SPDK `9ed384dab test/nvme_pcie: cases for building PRP and SGL request`
vfio-user submodule `3acb974  vfu_realize_ctx(): fix default PCI config space region (#445)`
gcc (GCC) 10.2.1 20201125 (Red Hat 10.2.1-9)
Qemu `tmakatos/qemu.git` branch `vfio-user-v0.6` commit `89ff714f4b set argsz in device get info`
changpe1 commented 3 years ago

Soft reboot with a physical NVMe device attached will always cause some failures, there are some issues that we didn't figure out in QEMU/libvfio-user.

changpe1 commented 3 years ago

Here is the error case I met when using a physical NVMe device as the backend:

qemu-system-x86_64: kvm_set_user_memory_region: KVM_SET_USER_MEMORY_REGION failed, slot=4, start=0xc0000, size=0xbff40000: File exists kvm_set_phys_mem: error registering slot: File exists Aborted (core dumped)
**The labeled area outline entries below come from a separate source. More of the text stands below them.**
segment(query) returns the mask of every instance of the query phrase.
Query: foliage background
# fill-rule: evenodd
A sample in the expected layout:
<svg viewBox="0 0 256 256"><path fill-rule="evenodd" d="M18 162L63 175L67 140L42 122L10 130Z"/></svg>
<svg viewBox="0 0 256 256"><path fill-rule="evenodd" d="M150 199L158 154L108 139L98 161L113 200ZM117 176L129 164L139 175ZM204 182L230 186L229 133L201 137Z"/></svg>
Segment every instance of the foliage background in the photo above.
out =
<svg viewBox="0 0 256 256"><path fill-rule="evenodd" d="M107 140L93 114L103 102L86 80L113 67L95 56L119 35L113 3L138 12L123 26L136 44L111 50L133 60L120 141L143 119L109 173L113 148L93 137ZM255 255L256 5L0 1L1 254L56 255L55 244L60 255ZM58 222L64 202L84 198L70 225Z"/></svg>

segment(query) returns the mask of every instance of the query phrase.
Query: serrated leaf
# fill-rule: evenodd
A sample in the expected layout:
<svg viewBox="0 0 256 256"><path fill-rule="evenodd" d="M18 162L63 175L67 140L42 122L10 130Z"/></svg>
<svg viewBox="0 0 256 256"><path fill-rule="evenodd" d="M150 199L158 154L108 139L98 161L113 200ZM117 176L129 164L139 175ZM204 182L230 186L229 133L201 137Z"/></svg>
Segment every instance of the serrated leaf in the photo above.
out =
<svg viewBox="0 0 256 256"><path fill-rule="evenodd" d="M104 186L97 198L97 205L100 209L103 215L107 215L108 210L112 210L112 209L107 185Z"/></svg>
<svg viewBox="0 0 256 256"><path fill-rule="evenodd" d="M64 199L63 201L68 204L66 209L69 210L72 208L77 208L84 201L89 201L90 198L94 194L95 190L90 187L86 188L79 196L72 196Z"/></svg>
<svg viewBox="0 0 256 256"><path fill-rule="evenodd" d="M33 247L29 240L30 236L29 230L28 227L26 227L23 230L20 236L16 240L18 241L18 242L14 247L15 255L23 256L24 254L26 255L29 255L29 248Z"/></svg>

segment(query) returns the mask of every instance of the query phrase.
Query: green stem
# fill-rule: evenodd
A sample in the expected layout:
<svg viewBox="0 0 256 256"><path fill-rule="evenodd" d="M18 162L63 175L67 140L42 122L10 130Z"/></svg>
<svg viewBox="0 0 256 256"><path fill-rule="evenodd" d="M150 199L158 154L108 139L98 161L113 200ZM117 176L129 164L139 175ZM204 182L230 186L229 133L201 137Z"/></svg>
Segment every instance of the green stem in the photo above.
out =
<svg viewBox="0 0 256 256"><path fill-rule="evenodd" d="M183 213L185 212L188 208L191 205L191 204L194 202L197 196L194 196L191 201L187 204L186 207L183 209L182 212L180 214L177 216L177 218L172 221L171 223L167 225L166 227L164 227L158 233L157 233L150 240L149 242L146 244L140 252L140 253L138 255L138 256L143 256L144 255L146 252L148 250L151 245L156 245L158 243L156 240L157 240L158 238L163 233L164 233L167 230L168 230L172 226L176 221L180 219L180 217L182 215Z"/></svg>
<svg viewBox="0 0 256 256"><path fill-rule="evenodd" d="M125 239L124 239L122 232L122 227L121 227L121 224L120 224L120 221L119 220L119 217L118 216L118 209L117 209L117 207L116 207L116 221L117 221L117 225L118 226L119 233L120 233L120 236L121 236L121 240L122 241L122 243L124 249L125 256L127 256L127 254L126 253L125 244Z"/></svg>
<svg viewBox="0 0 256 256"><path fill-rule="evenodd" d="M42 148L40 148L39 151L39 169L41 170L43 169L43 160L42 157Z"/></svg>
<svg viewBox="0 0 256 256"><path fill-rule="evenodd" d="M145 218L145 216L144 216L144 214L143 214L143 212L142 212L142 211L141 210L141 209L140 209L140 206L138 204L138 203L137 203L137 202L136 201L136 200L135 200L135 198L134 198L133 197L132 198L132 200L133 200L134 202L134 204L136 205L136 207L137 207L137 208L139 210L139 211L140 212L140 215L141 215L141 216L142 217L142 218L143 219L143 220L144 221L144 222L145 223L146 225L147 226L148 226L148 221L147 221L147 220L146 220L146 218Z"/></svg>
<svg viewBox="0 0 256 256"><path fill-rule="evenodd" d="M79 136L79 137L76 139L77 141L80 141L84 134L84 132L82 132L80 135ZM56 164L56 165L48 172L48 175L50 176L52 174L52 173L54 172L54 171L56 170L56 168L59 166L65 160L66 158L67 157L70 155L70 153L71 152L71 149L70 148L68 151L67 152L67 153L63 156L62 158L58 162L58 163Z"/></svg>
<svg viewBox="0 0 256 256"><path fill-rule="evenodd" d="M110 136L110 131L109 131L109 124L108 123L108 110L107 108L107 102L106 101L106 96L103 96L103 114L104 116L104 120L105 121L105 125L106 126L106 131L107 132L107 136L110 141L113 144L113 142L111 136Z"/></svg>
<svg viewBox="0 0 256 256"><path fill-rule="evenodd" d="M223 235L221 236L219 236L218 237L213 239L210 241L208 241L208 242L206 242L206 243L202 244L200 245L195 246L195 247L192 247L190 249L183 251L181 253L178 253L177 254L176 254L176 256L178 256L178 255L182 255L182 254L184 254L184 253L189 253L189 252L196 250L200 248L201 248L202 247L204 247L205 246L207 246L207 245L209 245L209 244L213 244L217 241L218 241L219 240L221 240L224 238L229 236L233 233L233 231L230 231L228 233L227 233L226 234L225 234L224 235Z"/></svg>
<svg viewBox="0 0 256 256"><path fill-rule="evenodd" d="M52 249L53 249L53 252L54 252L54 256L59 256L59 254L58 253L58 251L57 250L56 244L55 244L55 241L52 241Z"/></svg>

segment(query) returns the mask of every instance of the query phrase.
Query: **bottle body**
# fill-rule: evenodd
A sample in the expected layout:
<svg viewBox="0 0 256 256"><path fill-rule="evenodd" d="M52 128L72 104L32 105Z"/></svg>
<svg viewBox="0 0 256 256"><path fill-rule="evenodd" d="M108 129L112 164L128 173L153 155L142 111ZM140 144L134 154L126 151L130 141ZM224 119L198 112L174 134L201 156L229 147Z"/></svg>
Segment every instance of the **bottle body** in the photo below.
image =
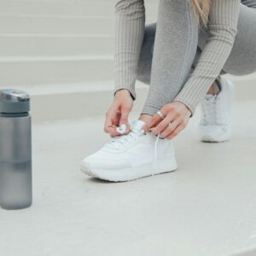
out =
<svg viewBox="0 0 256 256"><path fill-rule="evenodd" d="M28 113L0 115L0 206L26 208L32 201L32 128Z"/></svg>

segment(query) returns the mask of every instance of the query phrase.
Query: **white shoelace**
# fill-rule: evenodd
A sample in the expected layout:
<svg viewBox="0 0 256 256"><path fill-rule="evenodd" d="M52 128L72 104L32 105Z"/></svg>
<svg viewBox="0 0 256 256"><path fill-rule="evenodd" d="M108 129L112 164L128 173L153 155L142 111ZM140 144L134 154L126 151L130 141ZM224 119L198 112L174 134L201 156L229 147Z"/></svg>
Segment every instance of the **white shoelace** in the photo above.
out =
<svg viewBox="0 0 256 256"><path fill-rule="evenodd" d="M202 105L203 122L207 125L218 123L221 119L220 107L217 95L206 98Z"/></svg>
<svg viewBox="0 0 256 256"><path fill-rule="evenodd" d="M122 148L124 146L131 144L138 137L143 136L143 131L141 130L131 130L127 135L116 137L113 138L108 143L105 145L106 148L111 148L115 149ZM154 160L153 160L153 170L151 176L154 175L157 161L157 145L160 139L160 133L158 134L154 148Z"/></svg>

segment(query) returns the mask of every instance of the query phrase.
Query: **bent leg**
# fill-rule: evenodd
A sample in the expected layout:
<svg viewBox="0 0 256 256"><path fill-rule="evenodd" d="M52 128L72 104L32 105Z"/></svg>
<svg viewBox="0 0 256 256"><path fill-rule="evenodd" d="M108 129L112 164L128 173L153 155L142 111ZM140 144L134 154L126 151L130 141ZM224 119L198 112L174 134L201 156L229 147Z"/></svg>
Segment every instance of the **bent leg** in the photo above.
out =
<svg viewBox="0 0 256 256"><path fill-rule="evenodd" d="M244 3L249 2L244 1ZM199 50L194 67L196 65L201 51L203 50L207 37L207 32L201 32L199 34ZM242 76L254 72L256 72L256 9L241 4L237 34L222 73Z"/></svg>
<svg viewBox="0 0 256 256"><path fill-rule="evenodd" d="M144 38L137 68L137 79L147 84L150 84L155 30L156 23L146 26L145 27Z"/></svg>
<svg viewBox="0 0 256 256"><path fill-rule="evenodd" d="M153 30L154 31L154 30ZM143 45L147 41L145 35ZM148 96L143 113L153 115L164 105L172 102L188 79L192 66L198 38L198 24L192 13L189 0L160 0L158 20L155 32L151 76L144 81L149 82ZM147 66L140 65L138 77L142 69L150 73L150 54L143 55L147 48L143 46L142 60Z"/></svg>

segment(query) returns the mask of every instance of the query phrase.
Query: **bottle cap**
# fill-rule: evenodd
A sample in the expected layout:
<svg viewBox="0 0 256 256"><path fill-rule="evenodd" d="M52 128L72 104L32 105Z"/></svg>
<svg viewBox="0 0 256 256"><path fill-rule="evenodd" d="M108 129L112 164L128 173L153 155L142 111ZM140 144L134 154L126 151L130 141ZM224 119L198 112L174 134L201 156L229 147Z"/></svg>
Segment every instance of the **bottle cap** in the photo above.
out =
<svg viewBox="0 0 256 256"><path fill-rule="evenodd" d="M0 90L0 113L21 113L30 110L30 96L22 90L15 89Z"/></svg>

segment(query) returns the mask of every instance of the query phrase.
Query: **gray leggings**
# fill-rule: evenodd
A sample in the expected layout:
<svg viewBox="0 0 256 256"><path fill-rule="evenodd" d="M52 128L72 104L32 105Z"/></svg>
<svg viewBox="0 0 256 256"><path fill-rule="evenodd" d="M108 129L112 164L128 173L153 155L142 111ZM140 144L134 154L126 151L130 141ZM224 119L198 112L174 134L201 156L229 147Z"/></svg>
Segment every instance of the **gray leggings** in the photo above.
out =
<svg viewBox="0 0 256 256"><path fill-rule="evenodd" d="M160 20L160 14L159 14L158 23L160 22L161 26L163 26L164 20ZM168 26L172 26L172 24ZM173 29L175 30L175 28ZM137 70L137 79L147 84L150 84L150 79L153 79L151 77L151 66L155 31L156 23L147 26L145 28L144 39ZM193 55L189 56L193 59L189 60L188 62L193 64L192 67L188 67L184 77L187 77L187 74L193 72L201 53L206 45L206 31L200 30L199 32L198 30L195 29L193 31L198 33L198 37L197 35L192 35L191 37L196 40L198 39L197 42L192 43L195 44L195 46L197 45L197 50L195 57ZM158 38L160 41L158 42L159 48L165 50L165 52L168 52L168 49L166 49L165 48L172 47L173 49L173 47L175 47L175 50L170 50L170 54L164 56L166 60L158 60L160 61L157 63L158 69L165 69L165 62L166 63L166 61L172 61L174 66L172 70L165 70L165 79L167 78L170 83L160 83L160 78L154 77L154 83L151 83L148 96L142 112L142 113L150 115L153 115L155 113L155 109L153 109L151 106L158 106L159 108L161 108L165 104L172 102L184 84L184 83L180 84L175 82L172 83L172 79L176 79L176 75L180 77L180 71L176 68L175 62L177 63L179 61L179 56L183 50L183 49L178 49L179 45L184 45L185 44L185 42L181 42L181 40L183 40L183 40L187 40L188 38L182 36L178 37L178 38L174 38L172 34L161 34L161 38ZM172 42L171 44L172 46L170 46L170 44L166 44L166 42ZM157 58L155 59L157 60ZM236 76L242 76L254 72L256 72L256 0L243 0L241 3L237 34L235 44L220 75L230 73ZM173 76L173 74L175 75ZM219 78L217 79L217 81L218 79ZM155 79L159 79L159 81L155 81ZM166 86L168 87L166 88ZM160 92L165 92L165 94L168 94L168 96L161 96ZM166 98L168 99L168 102L166 102Z"/></svg>

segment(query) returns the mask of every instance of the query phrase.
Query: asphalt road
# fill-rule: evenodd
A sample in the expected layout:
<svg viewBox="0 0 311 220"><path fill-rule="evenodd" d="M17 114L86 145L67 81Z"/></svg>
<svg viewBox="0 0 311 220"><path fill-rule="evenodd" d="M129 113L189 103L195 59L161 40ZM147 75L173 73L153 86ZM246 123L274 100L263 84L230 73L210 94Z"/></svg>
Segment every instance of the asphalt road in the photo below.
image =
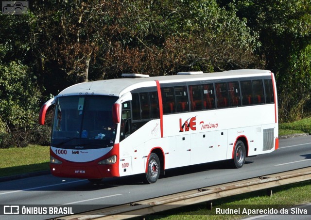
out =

changpe1 commented 3 years ago

link this issue to https://github.com/nutanix/libvfio-user/issues/439, we will also track it there.

changpe1 commented 3 years ago

Here is the patch to fix it https://review.spdk.io/gerrit/c/spdk/spdk/+/7689, we need to add device reset support in SPDK and take care of the memory regions that registered to SPDK.

tmakatos commented 3 years ago

Unregistering the DMA regions might be something libvfio-user should do, I've started a discussion on Slack.

changpe1 commented 3 years ago

I updated the submodule via https://review.spdk.io/gerrit/c/spdk/spdk/+/7831, I tested and this issue has been fixed.

changpe1 commented 3 years ago

Patch has been merged, @karlatec the issues that block vfio-user performance tests have been fixed, I think we can start the performance tests now.